Baby steps! Establishing the discipline is more important than the amount saved initially. Once the savings habit is firmly part of your normal budget you are ready to move up.

Waste not want not
If you tend to overspend, remove temptation by cutting up your cards. A card re-issue is a lot cheaper than a bigger pile of debt.
Do not use credit for day-to-day expenses (unless you settle the card in full every month). If you do, you are creating a debt trap.
Settle expensive, short term debt like cards and overdrafts urgently.
Stop waste immediately, no matter how small. Like debt, it adds up.
Make your money work for you. Don’t leave large credit balances in your cheque or credit card account where it earns virtually no interest.
Explore every discount you can get, including tax rebates, cash discounts, discounts for paying early and so on.
Review your budget and finances regularly. Make your insurance broker and financial advisor work for the commissions they earn from your business.
Don’t be tempted to draw on your savings early. Discipline and patience will pay off in the long run.

Other considerations
  • Form a group to save with people who share your interests. Members of the group will help one another stay focussed on the task at hand: saving. Examples are holiday clubs and investment clubs.

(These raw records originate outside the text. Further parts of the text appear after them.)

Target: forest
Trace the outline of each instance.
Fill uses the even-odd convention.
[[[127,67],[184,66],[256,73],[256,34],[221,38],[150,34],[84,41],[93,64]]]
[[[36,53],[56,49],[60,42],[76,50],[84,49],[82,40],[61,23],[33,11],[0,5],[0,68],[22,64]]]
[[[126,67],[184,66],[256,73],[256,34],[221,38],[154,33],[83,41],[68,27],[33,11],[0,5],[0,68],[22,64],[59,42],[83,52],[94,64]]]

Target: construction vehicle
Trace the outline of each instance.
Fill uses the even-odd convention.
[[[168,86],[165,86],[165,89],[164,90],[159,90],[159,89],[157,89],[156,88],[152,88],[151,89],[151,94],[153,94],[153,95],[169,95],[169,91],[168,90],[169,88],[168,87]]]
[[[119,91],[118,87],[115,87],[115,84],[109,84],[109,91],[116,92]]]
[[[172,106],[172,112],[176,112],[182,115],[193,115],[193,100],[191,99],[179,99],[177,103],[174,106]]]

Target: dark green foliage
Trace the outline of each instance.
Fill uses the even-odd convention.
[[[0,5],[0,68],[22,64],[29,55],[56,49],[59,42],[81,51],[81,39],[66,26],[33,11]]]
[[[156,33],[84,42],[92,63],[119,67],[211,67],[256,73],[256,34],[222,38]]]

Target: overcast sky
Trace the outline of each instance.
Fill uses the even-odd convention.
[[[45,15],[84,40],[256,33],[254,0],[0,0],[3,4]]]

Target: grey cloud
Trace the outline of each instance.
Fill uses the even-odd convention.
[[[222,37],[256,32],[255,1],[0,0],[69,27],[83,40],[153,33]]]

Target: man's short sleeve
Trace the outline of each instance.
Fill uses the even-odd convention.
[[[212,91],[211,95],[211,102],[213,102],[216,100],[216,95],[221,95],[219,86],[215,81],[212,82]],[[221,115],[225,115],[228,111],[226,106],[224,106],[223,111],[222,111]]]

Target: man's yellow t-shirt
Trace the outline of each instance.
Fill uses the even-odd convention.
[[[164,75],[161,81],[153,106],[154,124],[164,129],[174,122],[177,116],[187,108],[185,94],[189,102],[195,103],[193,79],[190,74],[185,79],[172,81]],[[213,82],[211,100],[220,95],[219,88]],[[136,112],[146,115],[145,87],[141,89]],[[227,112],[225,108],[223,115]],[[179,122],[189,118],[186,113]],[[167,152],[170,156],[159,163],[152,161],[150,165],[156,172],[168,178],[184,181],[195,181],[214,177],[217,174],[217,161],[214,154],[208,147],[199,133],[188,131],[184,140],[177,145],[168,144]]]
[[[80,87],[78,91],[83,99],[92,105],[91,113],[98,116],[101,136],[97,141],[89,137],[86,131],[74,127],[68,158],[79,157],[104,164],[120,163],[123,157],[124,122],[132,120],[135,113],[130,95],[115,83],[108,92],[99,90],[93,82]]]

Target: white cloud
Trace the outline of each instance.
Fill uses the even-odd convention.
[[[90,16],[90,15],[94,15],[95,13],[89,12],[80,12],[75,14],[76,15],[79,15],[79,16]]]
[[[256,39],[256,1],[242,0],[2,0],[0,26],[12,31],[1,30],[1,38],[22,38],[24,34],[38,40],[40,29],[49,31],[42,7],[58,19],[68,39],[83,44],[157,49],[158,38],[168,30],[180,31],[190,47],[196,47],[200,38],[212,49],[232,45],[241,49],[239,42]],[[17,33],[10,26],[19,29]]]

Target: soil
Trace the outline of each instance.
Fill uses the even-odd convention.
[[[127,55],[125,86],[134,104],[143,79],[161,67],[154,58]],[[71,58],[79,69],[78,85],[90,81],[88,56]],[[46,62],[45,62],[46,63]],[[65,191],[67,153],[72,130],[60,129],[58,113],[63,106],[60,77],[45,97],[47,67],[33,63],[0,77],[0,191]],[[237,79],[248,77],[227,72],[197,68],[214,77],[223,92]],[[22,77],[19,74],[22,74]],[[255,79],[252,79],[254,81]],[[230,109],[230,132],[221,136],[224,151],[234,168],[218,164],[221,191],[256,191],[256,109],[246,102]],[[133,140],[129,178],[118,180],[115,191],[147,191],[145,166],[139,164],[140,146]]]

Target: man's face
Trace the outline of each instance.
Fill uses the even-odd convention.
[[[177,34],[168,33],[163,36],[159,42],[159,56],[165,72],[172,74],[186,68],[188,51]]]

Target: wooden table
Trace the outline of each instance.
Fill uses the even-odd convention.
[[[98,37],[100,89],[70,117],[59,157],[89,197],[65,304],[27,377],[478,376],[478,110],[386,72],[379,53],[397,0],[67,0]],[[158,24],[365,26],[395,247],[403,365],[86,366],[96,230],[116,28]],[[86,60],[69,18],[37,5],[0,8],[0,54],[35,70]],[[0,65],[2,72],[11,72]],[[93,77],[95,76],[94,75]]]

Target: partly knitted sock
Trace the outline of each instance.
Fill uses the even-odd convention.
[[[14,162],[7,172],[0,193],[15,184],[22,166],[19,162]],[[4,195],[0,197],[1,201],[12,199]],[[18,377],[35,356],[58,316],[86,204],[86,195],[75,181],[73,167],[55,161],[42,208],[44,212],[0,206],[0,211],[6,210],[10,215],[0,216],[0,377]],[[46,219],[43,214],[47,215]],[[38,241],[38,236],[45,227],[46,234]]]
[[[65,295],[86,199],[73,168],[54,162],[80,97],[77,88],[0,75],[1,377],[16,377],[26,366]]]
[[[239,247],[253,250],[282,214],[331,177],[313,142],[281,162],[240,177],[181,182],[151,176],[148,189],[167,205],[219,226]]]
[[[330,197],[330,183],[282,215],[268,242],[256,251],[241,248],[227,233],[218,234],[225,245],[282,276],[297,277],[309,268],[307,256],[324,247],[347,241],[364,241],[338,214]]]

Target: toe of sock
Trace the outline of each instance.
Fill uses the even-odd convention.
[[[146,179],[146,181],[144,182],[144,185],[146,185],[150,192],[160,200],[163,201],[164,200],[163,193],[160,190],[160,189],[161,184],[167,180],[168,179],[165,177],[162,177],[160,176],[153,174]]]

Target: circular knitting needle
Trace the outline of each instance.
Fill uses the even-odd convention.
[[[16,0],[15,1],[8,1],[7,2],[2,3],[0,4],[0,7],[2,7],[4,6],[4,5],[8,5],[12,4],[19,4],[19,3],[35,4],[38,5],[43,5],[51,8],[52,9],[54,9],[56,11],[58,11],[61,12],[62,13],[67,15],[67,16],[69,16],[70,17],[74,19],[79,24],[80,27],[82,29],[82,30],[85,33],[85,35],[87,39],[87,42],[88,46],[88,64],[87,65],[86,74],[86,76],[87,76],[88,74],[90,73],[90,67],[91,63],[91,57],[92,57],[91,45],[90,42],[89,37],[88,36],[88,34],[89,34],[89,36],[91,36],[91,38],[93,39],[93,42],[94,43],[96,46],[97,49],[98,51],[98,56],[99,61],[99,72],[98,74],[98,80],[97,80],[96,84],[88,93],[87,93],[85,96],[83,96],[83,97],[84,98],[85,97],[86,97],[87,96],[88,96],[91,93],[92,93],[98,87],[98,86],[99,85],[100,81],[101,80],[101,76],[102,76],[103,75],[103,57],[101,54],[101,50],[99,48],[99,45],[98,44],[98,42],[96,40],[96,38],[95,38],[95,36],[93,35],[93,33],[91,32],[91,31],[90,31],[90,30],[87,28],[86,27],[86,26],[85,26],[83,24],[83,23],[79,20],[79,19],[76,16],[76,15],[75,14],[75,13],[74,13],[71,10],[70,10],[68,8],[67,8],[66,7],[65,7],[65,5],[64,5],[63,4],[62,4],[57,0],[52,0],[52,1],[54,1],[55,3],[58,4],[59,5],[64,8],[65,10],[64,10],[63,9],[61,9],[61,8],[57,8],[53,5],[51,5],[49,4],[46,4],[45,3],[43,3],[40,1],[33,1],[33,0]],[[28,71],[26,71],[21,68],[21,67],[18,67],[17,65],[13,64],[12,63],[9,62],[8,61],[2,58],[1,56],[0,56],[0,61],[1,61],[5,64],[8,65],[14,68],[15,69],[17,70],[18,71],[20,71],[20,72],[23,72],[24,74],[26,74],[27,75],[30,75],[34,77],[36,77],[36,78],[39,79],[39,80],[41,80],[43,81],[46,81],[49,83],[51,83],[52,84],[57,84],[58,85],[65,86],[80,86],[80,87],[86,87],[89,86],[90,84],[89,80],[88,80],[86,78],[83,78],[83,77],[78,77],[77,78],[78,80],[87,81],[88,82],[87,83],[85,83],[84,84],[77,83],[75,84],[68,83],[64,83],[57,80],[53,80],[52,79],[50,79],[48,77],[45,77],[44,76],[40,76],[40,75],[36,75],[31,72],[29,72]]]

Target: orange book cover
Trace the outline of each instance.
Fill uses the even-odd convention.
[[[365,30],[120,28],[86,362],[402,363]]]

  • Don’t draw up your budget without the help of others in your household. You will struggle to save if your financial plans are not aligned.

  • Make your budget a statement of fact and not a wish list. Use actual records for an honest view of what you earn and what you spend.

  • Look after what you have and make it stretch. Live within your means and get the Joneses out of your finances.

  • Spending is no fun if you are left worrying about debt. Take control and don’t spend more than the minimum until you have debt under control.

  • Saving is investing in your financial peace-of-mind. Like exercise, the first step is the hardest but it gets easier once you have started and it is never too late to start: every cent saved puts you in a better position than before.

  • Physical fitness is about the right combination between balanced diet, rest and exercise. Financial well-being is about the right combination between judicious spending, borrowing and saving.

"Once the savings habit is firmly part of your normal budget you are ready to move up"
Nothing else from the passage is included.